The patients not receiving CGA had similar age, cancer diagnoses, and gender as the patients receiving CGA. Patients not appearing for CGA lived at the same distance from hospital.

Frailty status of older cancer patients

Baseline characteristics of patients receiving CGA are shown in Table 1. Mean duration of CGA was 51 (95% CI: 49; 53) min and additional 5–10 min for calculating the CIRS-G score. Median age was 75 years (IQR: 72–80, range: 70–88). Gender was equally distributed in the CGA groups. Most patients had the LC diagnose. Of the 217 patients undergoing CGA, only 13% were fit and more than half of patients were frail. There was no difference in age in the CGA groups. Comparison of baseline characteristics’ distribution among the CGA groups is shown in Table 1.

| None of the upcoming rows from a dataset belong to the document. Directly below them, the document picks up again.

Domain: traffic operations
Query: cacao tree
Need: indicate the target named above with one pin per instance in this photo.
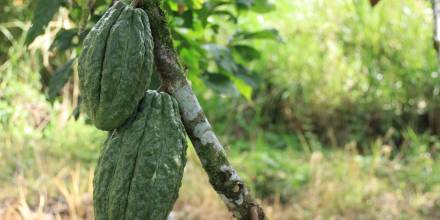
(114, 103)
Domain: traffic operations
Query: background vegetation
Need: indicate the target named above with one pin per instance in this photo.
(328, 109)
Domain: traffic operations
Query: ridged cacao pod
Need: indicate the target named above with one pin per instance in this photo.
(141, 165)
(116, 65)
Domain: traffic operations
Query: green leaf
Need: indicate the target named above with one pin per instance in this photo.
(43, 14)
(263, 6)
(220, 83)
(64, 39)
(223, 57)
(59, 79)
(268, 34)
(244, 4)
(244, 89)
(246, 52)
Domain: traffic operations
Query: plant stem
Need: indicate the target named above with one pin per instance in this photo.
(222, 175)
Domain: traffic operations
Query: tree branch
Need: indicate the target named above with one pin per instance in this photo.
(222, 175)
(436, 33)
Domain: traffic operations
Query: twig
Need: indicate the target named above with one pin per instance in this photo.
(222, 175)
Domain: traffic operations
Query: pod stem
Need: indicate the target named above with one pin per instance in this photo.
(222, 176)
(135, 3)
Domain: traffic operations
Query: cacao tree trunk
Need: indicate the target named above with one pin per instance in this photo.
(435, 117)
(222, 175)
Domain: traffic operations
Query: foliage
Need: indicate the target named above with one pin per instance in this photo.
(196, 26)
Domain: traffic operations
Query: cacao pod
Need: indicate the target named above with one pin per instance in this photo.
(116, 65)
(140, 168)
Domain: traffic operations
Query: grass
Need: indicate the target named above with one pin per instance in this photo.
(47, 161)
(49, 175)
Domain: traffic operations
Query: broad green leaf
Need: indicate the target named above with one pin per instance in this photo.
(263, 6)
(220, 83)
(223, 58)
(246, 52)
(244, 4)
(59, 79)
(268, 34)
(43, 14)
(244, 89)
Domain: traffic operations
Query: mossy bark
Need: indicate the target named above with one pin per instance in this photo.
(222, 175)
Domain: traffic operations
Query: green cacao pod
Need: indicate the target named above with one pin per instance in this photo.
(140, 168)
(116, 65)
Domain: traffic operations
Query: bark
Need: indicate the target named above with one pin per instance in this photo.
(222, 175)
(436, 34)
(434, 116)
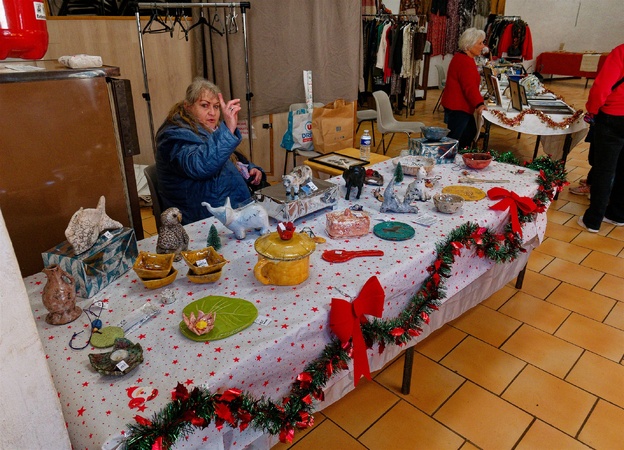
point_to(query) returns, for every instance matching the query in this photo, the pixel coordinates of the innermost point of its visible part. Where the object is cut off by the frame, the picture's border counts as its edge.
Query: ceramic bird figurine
(86, 225)
(172, 237)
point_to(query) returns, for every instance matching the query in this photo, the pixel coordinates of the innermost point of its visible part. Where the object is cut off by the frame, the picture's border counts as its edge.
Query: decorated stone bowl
(477, 161)
(448, 203)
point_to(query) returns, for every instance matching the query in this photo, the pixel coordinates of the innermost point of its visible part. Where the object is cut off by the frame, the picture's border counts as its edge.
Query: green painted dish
(394, 231)
(232, 315)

Table 1. Baseline characteristics of patients receiving CGA in the total population and in relation to the CGA classification ‘fit’, ‘vulnerable’, and ‘frail’.

	Total N = 217	Fit n = 28 (13%)	Vulnerable n = 76 (35%)	Frail n = 113 (52%)
Age, years
Median (IQR)	75 (72–80)	73 (72–76)	76 (73–80)	75 (73–80)
Range	70–93	70–87	70–90	70–93
Gender
Male, n (%)	115 (53)	12 (43)	42 (55)	61 (54)
Cancer type, n (%)
Head and Neck	14 (6)	4 (14)	4 (5)	6 (5)
Lung	93 (43)	6 (22)	28 (37)	59 (52)
UPGI	33 (15)	2 (7)	14 (18)	17 (15)
CRC	77 (36)	16 (57)	30 (40)	31 (28)*
Dissemination of cancer, n (%)
Metastatic disease**	89 (41)	4 (14)	32 (42)	53 (47)*
CGA domains
Cumulated CIRS-G-score, mean (SD)	9 (±4.2)	4 (3;4)	7 (6;7)	11(11;12)*
No. of affected organ systems, mean (SD)	5 (±2.0)	3 (2;4)	4 (2–5)	6 (5;6)*
No. of daily medications, median (IQR)	5 (3–8)	2 (2–3)	4 (3;4)	7 (5–9)*
Independent in ADL, n (%),	198 (91)	28 (100)	76 (100)	94 (85)*
Independent in IADL, n (%)	151 (70)	28 (100)	63 (83)	60 (54)*
Normal GDS-15, n (%)	159 (73)	28 (100)	74 (97)	57 (53)*
Cognitively intact, n (%)	192 (88)	28 (100)	72 (95)	92 (85)*
Well nourished, n (%)	108 (50)	28 (100)	42 (63)	32 (15)*
Social situation, n (%)
Living alone	72 (33)	8 (29)	23 (30)	41 (36)
Living conditions, n (%)
Independent housing	209 (97)	28 (100)	75 (99)	106 (94)
Sheltered housing	5 (2)	0	1 (1)	4 (4)
Nursing home	3 (1)	0	0	3 (3)
Home care services, n (%)
Daily use	48 (18)	0	4 (5)	34 (30)*
Daily use of walking aid, n (%)	48 (22)	1 (4)	6 (8)	41 (37)*
Timed Up and Go (sec), median (IQR)	11 (9–13)	9 (8–11)	10 (9–11)	12 (10–16)*
Experience daily pain, n (%)	63 (29)	3 (11)	12 (16)	48 (43)*

CIRS-G: Cumulative Illness Rating Scale-Geriatrics, ADL: Activities of Daily Living, IADL: Instrumental Activities of Daily Living, GDS: Geriatric Depression Scale.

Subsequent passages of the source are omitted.